According to him, part of what his government would be doing is to partner with the Federal Government to boost the state’s economy.
OsunDaily News gathered that Fubara’s plans were contained in a statement issued on Thursday by the Rivers State Commissioner for Information and Communications, Chris Finebone.
The commissioner at a briefing in Port Harcourt also gave a run down of the inauguration of the incoming administration.
Finebone, who is also the Chairman, Media and Publicity Sub Committee of the inauguration committee, submitted that “Although this event is to brief you on the events for the inauguration, we will not attempt to enter into the mind of the incoming Governor.
“However, we will be able to say based on the things that he has put out as his manifesto that the new administration to all intents and purposes is focused on creating an economically viable Rivers State.
“There have been specific pronouncements with regards to trying to encourage a bit more with regards to seaports, liaison with the Federal Government to ensure a blue economy.”
He noted that the seaports are exclusively on the Federal Government’s list, “But from what the incoming governor has said there will be a lot of collaboration between the state and the Federal Government to ensure a more economically viable state.
“There will also be a focus on Infrastructural development that will encourage small businesses, and there is a focus on Agriculture as a means to encourage small businesses.

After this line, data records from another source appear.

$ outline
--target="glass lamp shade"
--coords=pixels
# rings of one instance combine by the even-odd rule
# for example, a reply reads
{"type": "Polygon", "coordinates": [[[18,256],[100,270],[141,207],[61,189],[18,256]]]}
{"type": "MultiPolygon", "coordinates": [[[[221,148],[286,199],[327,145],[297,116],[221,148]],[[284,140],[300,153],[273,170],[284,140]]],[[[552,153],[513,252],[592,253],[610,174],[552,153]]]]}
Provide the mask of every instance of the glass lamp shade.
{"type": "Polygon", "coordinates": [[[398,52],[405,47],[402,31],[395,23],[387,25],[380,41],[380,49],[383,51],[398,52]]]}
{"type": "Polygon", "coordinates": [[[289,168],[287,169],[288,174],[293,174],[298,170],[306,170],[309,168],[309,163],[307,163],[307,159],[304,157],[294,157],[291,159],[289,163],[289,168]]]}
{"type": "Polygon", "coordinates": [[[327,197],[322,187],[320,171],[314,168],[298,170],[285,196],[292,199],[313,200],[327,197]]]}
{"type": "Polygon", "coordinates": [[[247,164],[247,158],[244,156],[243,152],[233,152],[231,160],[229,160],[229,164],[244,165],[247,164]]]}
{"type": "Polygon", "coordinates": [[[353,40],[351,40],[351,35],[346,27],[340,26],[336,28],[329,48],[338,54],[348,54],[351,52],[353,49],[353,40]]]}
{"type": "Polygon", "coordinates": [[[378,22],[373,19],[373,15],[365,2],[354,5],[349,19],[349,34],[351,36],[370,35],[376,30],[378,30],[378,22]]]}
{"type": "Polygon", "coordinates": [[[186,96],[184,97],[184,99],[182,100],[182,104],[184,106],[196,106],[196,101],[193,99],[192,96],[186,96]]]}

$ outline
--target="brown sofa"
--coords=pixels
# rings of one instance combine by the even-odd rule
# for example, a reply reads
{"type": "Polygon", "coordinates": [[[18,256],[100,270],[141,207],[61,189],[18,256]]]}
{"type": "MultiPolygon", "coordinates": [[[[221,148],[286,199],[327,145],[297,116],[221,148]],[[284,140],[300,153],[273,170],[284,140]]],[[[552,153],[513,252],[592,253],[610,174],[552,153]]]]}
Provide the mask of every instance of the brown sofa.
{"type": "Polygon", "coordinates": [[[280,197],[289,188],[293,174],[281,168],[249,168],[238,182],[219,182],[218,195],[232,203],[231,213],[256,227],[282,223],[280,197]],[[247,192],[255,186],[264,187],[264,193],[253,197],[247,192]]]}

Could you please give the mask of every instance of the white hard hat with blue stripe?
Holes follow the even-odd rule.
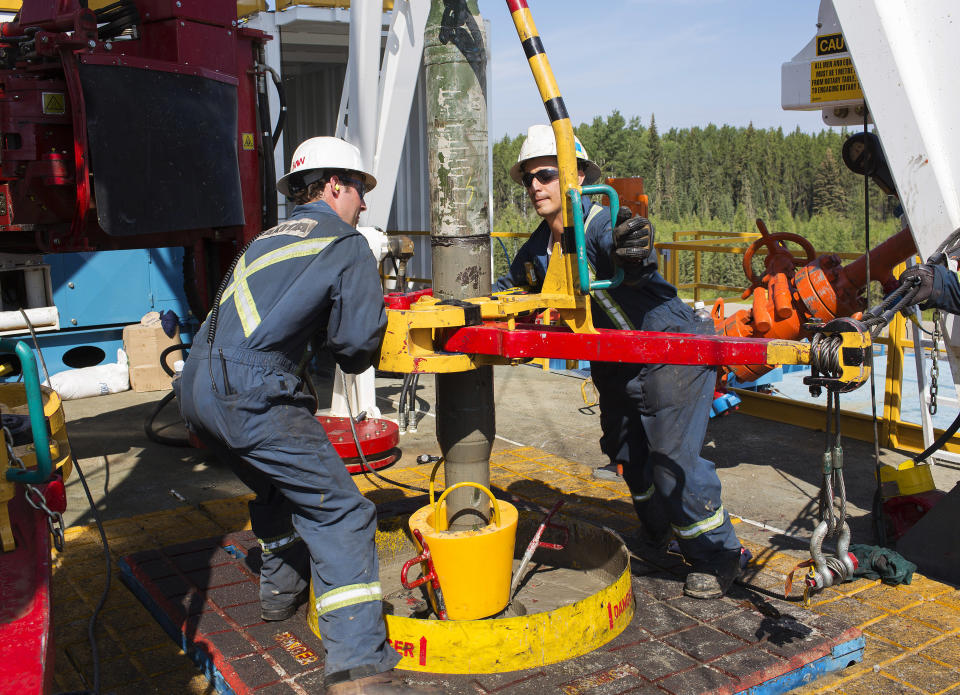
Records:
[[[583,143],[576,136],[573,138],[577,152],[577,160],[583,169],[585,184],[593,183],[600,178],[600,167],[590,160],[587,156],[587,150]],[[556,157],[557,139],[554,137],[553,128],[548,125],[532,125],[527,128],[527,139],[523,141],[520,148],[520,156],[517,157],[517,163],[510,168],[510,178],[523,185],[523,164],[537,157]]]

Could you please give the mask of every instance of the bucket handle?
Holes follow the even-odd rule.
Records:
[[[500,506],[497,504],[497,498],[493,496],[493,493],[490,492],[490,489],[484,487],[480,483],[463,482],[463,483],[457,483],[456,485],[451,485],[450,487],[448,487],[446,490],[443,491],[443,494],[440,495],[440,497],[437,499],[436,502],[433,502],[433,495],[432,494],[430,495],[431,502],[433,503],[433,523],[435,528],[438,531],[447,530],[446,515],[440,514],[440,503],[443,502],[444,498],[447,495],[449,495],[451,492],[453,492],[454,490],[460,487],[475,487],[478,490],[485,492],[487,494],[487,497],[490,498],[490,505],[493,507],[493,524],[495,526],[500,525]],[[433,492],[433,485],[430,486],[430,491],[431,493]],[[443,517],[442,521],[441,521],[441,516]],[[440,528],[441,526],[443,526],[443,528]]]

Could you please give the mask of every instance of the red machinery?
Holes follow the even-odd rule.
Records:
[[[87,4],[26,0],[0,26],[0,250],[185,246],[203,312],[276,219],[270,37],[235,0]]]
[[[842,265],[833,255],[817,256],[813,246],[797,234],[770,234],[763,220],[757,220],[761,238],[743,255],[743,270],[751,287],[743,299],[752,298],[750,309],[724,315],[723,298],[713,305],[713,320],[720,335],[737,338],[779,338],[800,340],[812,333],[804,326],[811,321],[829,323],[840,316],[863,311],[861,291],[867,285],[867,257],[861,256]],[[799,244],[805,259],[796,258],[785,242]],[[766,246],[762,275],[754,273],[751,261]],[[909,229],[894,234],[870,251],[870,279],[883,284],[885,291],[896,288],[891,271],[917,252]],[[728,367],[742,381],[754,381],[773,369],[773,365],[737,365]]]
[[[268,40],[239,25],[236,0],[24,0],[0,25],[0,251],[184,246],[187,297],[206,314],[237,249],[277,221]],[[323,424],[337,439],[345,423]],[[372,467],[394,460],[381,447],[395,446],[395,424],[359,429]],[[35,526],[31,552],[0,553],[4,641],[17,634],[31,654],[0,672],[4,692],[27,663],[49,687],[48,659],[29,646],[52,642],[49,538]],[[33,562],[43,581],[6,581]]]

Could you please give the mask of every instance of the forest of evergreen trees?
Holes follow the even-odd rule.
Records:
[[[659,132],[614,111],[575,131],[604,176],[641,176],[650,198],[650,218],[659,241],[680,230],[756,231],[762,218],[771,232],[809,239],[819,253],[863,252],[863,177],[841,160],[846,131],[792,133],[783,130],[708,125]],[[525,191],[509,176],[523,135],[504,136],[493,146],[494,231],[531,232],[539,218]],[[893,203],[870,185],[870,242],[875,246],[899,230]],[[522,243],[503,239],[512,256]],[[506,268],[503,247],[494,243],[497,274]],[[693,254],[681,254],[681,280],[692,278]],[[743,286],[740,257],[704,256],[702,281]],[[759,267],[759,266],[758,266]]]

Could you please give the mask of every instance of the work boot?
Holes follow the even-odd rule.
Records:
[[[740,551],[725,550],[710,562],[694,565],[683,584],[683,593],[693,598],[721,598],[740,573]]]
[[[426,695],[442,692],[423,685],[408,685],[395,670],[327,686],[327,695]]]
[[[307,589],[294,596],[293,601],[283,606],[268,606],[260,602],[260,619],[267,622],[276,622],[292,618],[297,609],[307,601]]]
[[[623,464],[608,463],[606,466],[597,466],[593,469],[593,477],[597,480],[623,480]]]

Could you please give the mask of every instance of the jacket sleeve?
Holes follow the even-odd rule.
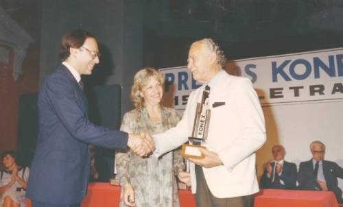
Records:
[[[265,126],[262,108],[251,82],[246,78],[232,85],[233,104],[239,113],[243,132],[218,156],[230,171],[236,165],[254,154],[266,141]]]
[[[104,147],[125,149],[127,147],[126,132],[97,126],[88,119],[80,105],[80,95],[65,78],[49,77],[46,80],[43,93],[47,104],[42,107],[50,108],[45,111],[53,112],[45,115],[51,116],[51,120],[60,120],[73,138]],[[52,117],[54,116],[57,117]]]

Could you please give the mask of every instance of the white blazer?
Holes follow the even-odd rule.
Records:
[[[219,155],[224,165],[203,167],[204,177],[216,197],[251,195],[259,191],[255,151],[266,140],[262,109],[248,79],[230,75],[223,70],[215,77],[215,82],[209,83],[211,112],[207,148]],[[204,87],[191,93],[182,119],[175,127],[154,136],[156,156],[177,148],[191,136],[197,103]],[[225,104],[213,108],[215,102]],[[196,193],[194,164],[191,162],[189,167],[192,193]]]

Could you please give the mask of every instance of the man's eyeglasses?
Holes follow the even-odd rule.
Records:
[[[91,57],[92,57],[93,59],[95,59],[97,57],[100,59],[100,53],[98,52],[98,51],[91,51],[89,49],[87,49],[86,47],[84,46],[81,46],[80,48],[83,48],[85,50],[86,50],[88,53],[91,55]]]

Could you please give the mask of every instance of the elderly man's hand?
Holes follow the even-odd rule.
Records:
[[[185,171],[180,171],[178,174],[178,178],[180,181],[186,184],[187,186],[190,186],[191,184],[191,174]]]
[[[155,149],[155,144],[152,138],[147,134],[129,134],[128,146],[140,156],[149,154]]]
[[[199,151],[204,154],[205,157],[203,159],[189,158],[189,161],[207,168],[223,165],[218,154],[215,152],[209,151],[202,147],[199,147]]]

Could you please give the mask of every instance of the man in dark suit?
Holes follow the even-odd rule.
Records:
[[[33,207],[79,206],[87,190],[88,144],[111,149],[131,147],[140,156],[153,149],[145,136],[110,130],[88,119],[81,75],[99,63],[95,38],[84,30],[65,34],[62,62],[40,86],[39,134],[26,195]]]
[[[261,188],[294,189],[296,186],[296,165],[285,160],[286,151],[283,145],[274,145],[272,153],[274,160],[264,165]]]
[[[324,160],[325,145],[320,141],[313,141],[309,149],[312,159],[300,162],[298,182],[299,189],[333,191],[339,203],[342,199],[342,190],[338,187],[337,178],[343,178],[343,169],[334,162]]]

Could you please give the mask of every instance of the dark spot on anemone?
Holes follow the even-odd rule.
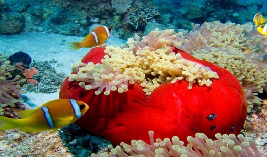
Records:
[[[215,115],[213,113],[211,114],[210,114],[210,116],[209,116],[207,117],[206,117],[208,119],[209,119],[210,120],[212,120],[216,118],[216,117],[217,116],[217,115]]]
[[[233,125],[231,127],[231,128],[230,129],[230,131],[234,131],[234,129],[235,129],[235,128],[236,127],[234,125]]]
[[[210,130],[214,130],[215,129],[216,129],[216,127],[216,127],[216,126],[215,126],[215,125],[214,125],[214,126],[212,126],[212,127],[210,127]]]

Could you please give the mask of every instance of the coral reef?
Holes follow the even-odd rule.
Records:
[[[3,13],[0,19],[0,34],[13,35],[20,32],[25,21],[23,15],[19,13]]]
[[[9,65],[9,61],[4,61],[6,57],[4,54],[0,57],[0,115],[4,114],[2,107],[7,106],[14,106],[14,103],[23,102],[20,98],[20,95],[24,93],[21,89],[26,87],[24,85],[21,87],[18,84],[26,81],[26,79],[20,80],[19,75],[13,78],[10,74],[11,66]]]
[[[129,13],[126,22],[135,29],[143,28],[149,23],[155,20],[155,16],[160,15],[155,8],[145,8]]]
[[[63,143],[74,156],[87,156],[111,144],[103,138],[90,135],[75,123],[61,128],[59,134]]]
[[[112,8],[118,14],[126,12],[132,6],[132,0],[111,0]]]
[[[44,142],[44,141],[45,141]],[[0,132],[1,156],[73,156],[59,133],[29,133],[17,130]]]
[[[163,140],[157,138],[155,141],[154,132],[149,132],[150,144],[141,140],[133,140],[132,145],[123,142],[121,146],[114,148],[109,145],[111,153],[100,153],[99,155],[92,154],[92,157],[100,156],[241,156],[260,157],[258,150],[251,138],[244,137],[242,134],[237,137],[233,134],[222,135],[216,134],[216,140],[213,141],[203,133],[197,133],[195,137],[188,136],[189,143],[186,146],[179,140],[178,137],[174,136],[172,141],[168,138]]]

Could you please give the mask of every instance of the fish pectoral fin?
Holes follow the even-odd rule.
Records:
[[[56,132],[56,131],[57,131],[58,130],[58,128],[57,128],[56,129],[55,129],[54,130],[51,130],[51,131],[50,132],[50,133],[54,133]]]
[[[263,18],[262,19],[261,21],[260,21],[261,23],[262,23],[262,24],[264,24],[266,22],[267,22],[267,18]]]
[[[60,126],[60,127],[67,126],[70,124],[72,121],[73,120],[73,116],[70,116],[68,117],[59,117],[55,121],[55,124],[57,126]]]

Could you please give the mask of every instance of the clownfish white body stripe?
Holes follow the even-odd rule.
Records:
[[[20,119],[0,116],[0,130],[15,128],[27,132],[53,132],[68,125],[84,115],[89,108],[85,103],[72,99],[59,99],[49,101],[34,109],[21,111]]]
[[[77,50],[82,47],[90,48],[100,45],[106,41],[111,33],[111,28],[107,26],[96,27],[93,31],[84,38],[80,42],[67,43],[68,49]]]
[[[260,26],[267,22],[267,19],[264,18],[260,13],[258,13],[254,16],[253,22],[256,26]]]

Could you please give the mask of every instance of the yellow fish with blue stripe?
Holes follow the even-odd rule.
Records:
[[[74,122],[89,108],[86,103],[80,101],[56,99],[35,109],[20,111],[17,115],[20,119],[0,116],[0,130],[19,128],[26,132],[51,130],[52,133]]]
[[[263,17],[260,13],[258,13],[254,16],[253,22],[256,26],[260,26],[267,22],[267,19]]]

“In his manifesto, he has spoken about opening up and freeing up land, so that there will be a land tenure that will make it possible for people to turn their lands into wealth.”
The commissioner further said the governor-elect, “will bring to bear his expertise and experience as a financial manager.
“So we can be sure of sound financial management in the next administration. Also going by his experience the public sector is going to see a lot of revamping.”